Por motivos religiosos, candidatos que precisam guardar o sábado têm horário especial. Neste ano, 90 mil sabatistas farão o Enem
Enquanto os colegas sabatistas começavam a prova do primeiro dia de Exame Nacional do Ensino Médio (Enem) às 19h em ponto, a espera de Linda Leah Shayo não havia terminado. Era preciso ainda que três estrelas despontassem no céu para que a estudante pudesse enfim iniciar sua prova naquele 3 de novembro de 2012.
Diferentemente dos adventistas, para quem o sábado de descanso termina quando o sol se põe, o shabat dos judeus só se encerra após a aparição das três estrelas, um cálculo feito com antecedência pelos rabinos.
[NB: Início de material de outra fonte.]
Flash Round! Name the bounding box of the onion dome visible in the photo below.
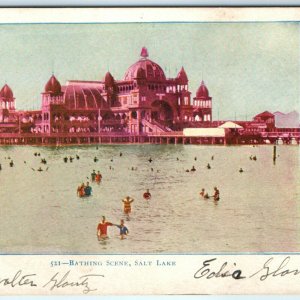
[136,68,146,79]
[0,84,14,99]
[176,67,189,84]
[141,47,149,58]
[104,72,115,86]
[124,47,166,81]
[45,75,61,95]
[196,80,209,98]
Por isso, mesmo isolada na sala de aula desde o meio-dia, horário marcado para todos os candidatos, Linda sabia que só 50 minutos depois das 19h ela estaria liberada para atividades tão corriqueiras como pegar uma caneta na mão e escrever. Nesse ínterim, a estudante podia apenas ler as questões.
Por causa de sua religião, Linda inscreveu-se para prestar a avaliação no horário especial para sabatistas. A adolescente de 17 anos e sua família seguem à risca as tradições judaicas. Aos sábados, a ex-aluna do colégio Iavne, em São Paulo, e hoje estudante de direito na Mackenzie costuma frequentar a sinagoga, ler e ficar em casa com a família. Em respeito ao shabat, os judeus ortodoxos não ligam a TV, nem a luz, o carro, o computador ou o botão do elevador. Não trabalham, nem escrevem ou carregam qualquer coisa nas mãos.
No sábado em que prestou o Enem em 2012, a estudante precisou passar por cima de suas crenças para realizar a prova. Foi de carro até o local do exame – um motorista a levou, para evitar que os pais dirigissem – e levou consigo a caneta e a carteira de identidade. “Tudo isso me incomodou, foi contra a minha vontade. Não achei justa a forma como o Enem impôs a prova aos judeus religiosos”, diz Linda.
Para a estudante, o cansaço de permanecer sete horas em uma sala fechada, sem poder consultar qualquer material antes de iniciar a prova, também a prejudicou. Na opinião de Linda, as provas de Ciências da Natureza e Ciências Humanas do Enem, que acontecem aos sábados, deveriam ser realizadas em outro dia da semana, ou o exame deveria ser aplicado a partir das 20h, para garantir que as estrelas já estariam visíveis no céu.
Adventistas
Durante a longa espera para iniciar o exame em 2012, o estudante adventista Kevin Cornetti Oliveira, do terceiro ano do Colégio Adventista Ellen White, em São Paulo, tocou violão e cantou músicas de sua igreja com os colegas de prova. Minutos antes de iniciar o teste, os estudantes fizeram juntos uma oração. “Todo mundo era adventista, e o clima lá dentro era muito alegre”, conta. Para os adventistas, o sábado representa um dia para viver para Deus e descansar, mas não impõe proibições como no judaísmo, e o dia de descanso acaba com o pôr- do-sol. Para Kevin, que durante os sábados costuma ir ao culto e visitar parentes e amigos, o sistema do Enem para os sabatistas é justo. “Se tivéssemos que chegar só às 19h ao local de prova, seria errado com os outros candidatos”, diz.
Com a expectativa de realizar a prova neste ano, a aluna adventista Catherine Biondo Feitosa, 17 anos, colega de Kevin na escola, diz que está tranquila em relação ao horário de prova no sábado, apesar dos amigos que não são adventistas estranharem sua opção. “Se eu tivesse que escolher entre o Enem e o sábado, escolheria o sábado. Deus me abriria uma porta por outro lado”, afirma. Catherine diz que não se importa de ter que esperar sete horas na sala de aula para prestar a prova, e que o tempo não será perdido. “Eu que escolhi ser assim. Não vou estar na igreja, mas vou fazer amizades e guardar meu sábado.”
Neste ano, 90.273 sabatistas, de um total de 7,17 milhões de inscritos no Enem, farão a prova no sábado, 26 de outubro, no horário especial: 19h, com ou sem estrelas no céu.